The year 2023 feels like it is moving at light speed and an important spring milestone is only a week away.

Daylight saving time (DST) comes on Sunday, March 12. At 2 a.m. eastern time, the clock will officially jump ahead by an hour, advancing to 3 a.m.

The time change next Sunday will result in the first sunset after 7 p.m. The sun will set at 7:25 p.m. next week and from now until June 16 the length of the day will increase by 3 hours and 41 minutes.

Here are some additional future milestones related to longer days:

FIRST 12 HOUR DAY: March 17

FIRST 13 HOUR DAY: April 8



LONGEST DAY: June 21 (15 hours and eight minutes of daylight)

Unfortunately, the time change also means that the sun will rise later in the day by an hour.

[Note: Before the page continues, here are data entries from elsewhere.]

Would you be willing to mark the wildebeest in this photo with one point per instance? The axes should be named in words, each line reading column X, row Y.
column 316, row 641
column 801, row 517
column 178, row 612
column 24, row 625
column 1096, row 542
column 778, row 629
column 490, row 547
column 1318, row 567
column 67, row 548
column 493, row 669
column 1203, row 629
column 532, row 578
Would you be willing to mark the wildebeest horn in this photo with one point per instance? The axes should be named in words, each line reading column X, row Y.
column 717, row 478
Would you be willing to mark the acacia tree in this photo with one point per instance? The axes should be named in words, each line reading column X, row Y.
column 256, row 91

Sunday, the sun rose at 6:50 a.m. and this will not happen again until April 11.

What is the history of daylight saving time?

While the official DST legislation did not take effect in the U.S. until 1918, humans have been adjusted their schedule to the length of day since ancient times.

Due to the fact that the amount of daylight varies depending on the time of year, ancient civilizations would adjust the length of a daylight “hour” to assist with the work day. For example, during the summer, a daylight hour would be longer to one in the winter time.

The Romans kept clocks that had different scales for the different times of the year. In 1810, the Spanish National Assembly moved up meeting times by one hour during the period between May 30 and September 30.

The official idea of DST was proposed by New Zealand entomologist (a type of scientist who focuses on the study of insects) in 1895 because he wanted more daylight time after his shift-work job to collect more insects. Who would have thought a scientist who studies insects would want more daylight to study insects?

The first city in the world to implement DST was Port Arthur, Ontario, Canada on July 1, 1908. Several German states adopted DST on April 30, 1916 and it was officially adopted in the United States in 1918 with the passing of the Standard Time Act.

However, a large part of Arizona and all of Hawaii do not observe DST whatsoever. Arizona loosely applied DST in the state until 1968 when most locations decided to return to standard time.

Hawaii has never observed daylight saving time due in large part to less variation in daylight given the fact that the island state is closer to the equator

List of time zones in the U.S. and locations that do not observe DST. Image courtesy of the U.S. Department of Transportation.

Technically, whether to observe DST or not is up to each individual state and there are some states that have recently proposed to always be on DST.

Regardless of the proposed legislation, the time will shift a week from today and those days will get longer! Warmer weather is on the way!